Re: Replacing Spark's native scheduler with Sparrow

2014-11-07 Thread Shivaram Venkataraman
On Fri, Nov 7, 2014 at 8:04 PM, Nicholas Chammas nicholas.cham...@gmail.com
 wrote:

 Sounds good. I'm looking forward to tracking improvements in this area.

 Also, just to connect some more dots here, I just remembered that there is
 currently an initiative to add an IndexedRDD
 https://issues.apache.org/jira/browse/SPARK-2365 interface. Some
 interesting use cases mentioned there include (emphasis added):

 To address these problems, we propose IndexedRDD, an efficient key-value
  store built on RDDs. IndexedRDD would extend RDD[(Long, V)] by enforcing
  key uniqueness and pre-indexing the entries for efficient joins and
 *point
  lookups, updates, and deletions*.


 GraphX would be the first user of IndexedRDD, since it currently implements
  a limited form of this functionality in VertexRDD. We envision a variety
 of
  other uses for IndexedRDD, including *streaming updates* to RDDs, *direct
  serving* from RDDs, and as an execution strategy for Spark SQL.


 Maybe some day we'll have Spark clusters directly serving up point lookups
 or updates. I imagine the tasks running on clusters like that would be tiny
 and would benefit from very low task startup times and scheduling latency.
 Am I painting that picture correctly?

 Yeah - we painted a similar picture in a short paper last year titled The
Case for Tiny Tasks in Compute Clusters
http://shivaram.org/publications/tinytasks-hotos13.pdf

 Anyway, thanks for explaining the current status of Sparrow.

 Nick



Re: Replacing Spark's native scheduler with Sparrow

2014-11-07 Thread Nicholas Chammas
Hmm, relevant quote from section 3.3:

newer frameworks like Spark [35] reduce the overhead to 5ms. To support
 tasks that complete in hundreds of mil- liseconds, we argue for reducing
 task launch overhead even further to 1ms so that launch overhead
 constitutes at most 1% of task runtime. By maintaining an active thread
 pool for task execution on each worker node and caching binaries, task
 launch overhead can be reduced to the time to make a remote procedure call
 to the slave machine to launch the task. Today’s datacenter networks easily
 allow a RPC to complete within 1ms. In fact, re- cent work showed that 10μs
 RPCs are possible in the short term [26]; thus, with careful engineering,
 we be- lieve task launch overheads of 50μ s are attainable. 50μ s task
 launch overheads would enable even smaller tasks that could read data from
 in-memory or from flash stor- age in order to complete in milliseconds.
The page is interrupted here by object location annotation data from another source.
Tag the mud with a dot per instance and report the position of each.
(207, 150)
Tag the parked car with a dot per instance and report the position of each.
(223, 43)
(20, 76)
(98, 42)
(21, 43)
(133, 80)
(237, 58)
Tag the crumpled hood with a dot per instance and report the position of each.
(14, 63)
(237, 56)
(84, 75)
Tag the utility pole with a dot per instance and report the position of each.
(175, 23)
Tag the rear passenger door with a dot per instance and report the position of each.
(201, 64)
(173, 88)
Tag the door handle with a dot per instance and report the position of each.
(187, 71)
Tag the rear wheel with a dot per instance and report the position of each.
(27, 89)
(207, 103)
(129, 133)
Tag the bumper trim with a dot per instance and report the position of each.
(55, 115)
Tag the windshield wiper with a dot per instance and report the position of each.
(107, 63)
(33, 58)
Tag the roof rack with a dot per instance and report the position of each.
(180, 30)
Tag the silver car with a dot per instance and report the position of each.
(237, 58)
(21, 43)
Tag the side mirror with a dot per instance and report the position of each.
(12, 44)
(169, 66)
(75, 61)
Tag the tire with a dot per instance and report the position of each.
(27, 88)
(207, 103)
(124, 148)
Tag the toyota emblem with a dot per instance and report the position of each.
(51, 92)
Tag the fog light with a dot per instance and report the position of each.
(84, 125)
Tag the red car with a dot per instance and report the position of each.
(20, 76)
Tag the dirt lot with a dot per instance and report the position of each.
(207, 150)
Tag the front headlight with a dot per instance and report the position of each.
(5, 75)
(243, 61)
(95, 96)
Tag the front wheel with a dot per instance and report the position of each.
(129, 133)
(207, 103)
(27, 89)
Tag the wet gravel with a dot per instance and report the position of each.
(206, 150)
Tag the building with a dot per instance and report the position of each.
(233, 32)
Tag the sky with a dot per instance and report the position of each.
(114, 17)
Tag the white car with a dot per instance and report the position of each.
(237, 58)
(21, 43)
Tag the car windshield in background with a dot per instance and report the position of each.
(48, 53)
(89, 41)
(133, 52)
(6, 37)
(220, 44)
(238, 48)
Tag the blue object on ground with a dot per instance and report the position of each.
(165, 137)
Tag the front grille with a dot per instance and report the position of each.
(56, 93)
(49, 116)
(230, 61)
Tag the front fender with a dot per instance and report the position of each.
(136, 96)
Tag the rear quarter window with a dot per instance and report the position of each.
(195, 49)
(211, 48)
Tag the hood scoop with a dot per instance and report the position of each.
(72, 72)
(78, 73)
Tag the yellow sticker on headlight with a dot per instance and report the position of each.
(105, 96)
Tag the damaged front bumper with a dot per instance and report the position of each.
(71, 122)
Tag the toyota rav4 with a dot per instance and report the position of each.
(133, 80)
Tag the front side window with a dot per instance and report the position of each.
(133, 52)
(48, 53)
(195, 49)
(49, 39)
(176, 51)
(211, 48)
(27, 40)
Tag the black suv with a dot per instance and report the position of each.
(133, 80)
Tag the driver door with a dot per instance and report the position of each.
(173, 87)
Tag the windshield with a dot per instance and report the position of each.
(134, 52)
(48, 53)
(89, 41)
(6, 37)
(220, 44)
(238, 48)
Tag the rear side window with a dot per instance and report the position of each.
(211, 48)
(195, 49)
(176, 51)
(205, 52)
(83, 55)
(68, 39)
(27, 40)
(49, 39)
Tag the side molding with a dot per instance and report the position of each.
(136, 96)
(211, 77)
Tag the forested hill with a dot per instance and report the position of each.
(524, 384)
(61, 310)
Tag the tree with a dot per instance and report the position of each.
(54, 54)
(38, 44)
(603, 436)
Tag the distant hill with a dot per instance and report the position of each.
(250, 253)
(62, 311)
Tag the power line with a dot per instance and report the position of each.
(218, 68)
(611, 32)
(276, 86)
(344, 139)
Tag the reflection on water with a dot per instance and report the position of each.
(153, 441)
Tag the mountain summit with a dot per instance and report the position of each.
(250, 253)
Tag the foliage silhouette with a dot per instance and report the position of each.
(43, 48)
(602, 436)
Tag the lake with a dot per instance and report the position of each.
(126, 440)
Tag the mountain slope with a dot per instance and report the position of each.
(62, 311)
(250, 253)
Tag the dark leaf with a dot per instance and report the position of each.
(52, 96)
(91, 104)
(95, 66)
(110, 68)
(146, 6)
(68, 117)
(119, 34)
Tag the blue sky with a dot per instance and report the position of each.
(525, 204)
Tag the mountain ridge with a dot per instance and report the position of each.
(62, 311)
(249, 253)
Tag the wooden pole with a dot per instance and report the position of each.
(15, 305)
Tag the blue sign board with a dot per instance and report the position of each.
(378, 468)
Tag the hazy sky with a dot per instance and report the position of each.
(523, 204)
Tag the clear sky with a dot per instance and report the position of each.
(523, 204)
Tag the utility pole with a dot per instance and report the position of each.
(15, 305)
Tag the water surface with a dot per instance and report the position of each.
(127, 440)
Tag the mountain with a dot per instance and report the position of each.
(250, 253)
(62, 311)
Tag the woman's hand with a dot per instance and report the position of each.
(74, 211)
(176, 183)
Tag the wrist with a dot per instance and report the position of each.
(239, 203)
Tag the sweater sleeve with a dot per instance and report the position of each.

So it looks like I misunderstood the current cost of task initialization.
It's already as low as 5ms (and not 100ms)?

Nick

On Fri, Nov 7, 2014 at 11:15 PM, Shivaram Venkataraman 
shiva...@eecs.berkeley.edu wrote:



 On Fri, Nov 7, 2014 at 8:04 PM, Nicholas Chammas 
 nicholas.cham...@gmail.com wrote:

 Sounds good. I'm looking forward to tracking improvements in this area.

 Also, just to connect some more dots here, I just remembered that there is
 currently an initiative to add an IndexedRDD
 https://issues.apache.org/jira/browse/SPARK-2365 interface. Some
 interesting use cases mentioned there include (emphasis added):

 To address these problems, we propose IndexedRDD, an efficient key-value
  store built on RDDs. IndexedRDD would extend RDD[(Long, V)] by enforcing
  key uniqueness and pre-indexing the entries for efficient joins and
 *point
  lookups, updates, and deletions*.


 GraphX would be the first user of IndexedRDD, since it currently
 implements
  a limited form of this functionality in VertexRDD. We envision a
 variety of
  other uses for IndexedRDD, including *streaming updates* to RDDs,
 *direct
  serving* from RDDs, and as an execution strategy for Spark SQL.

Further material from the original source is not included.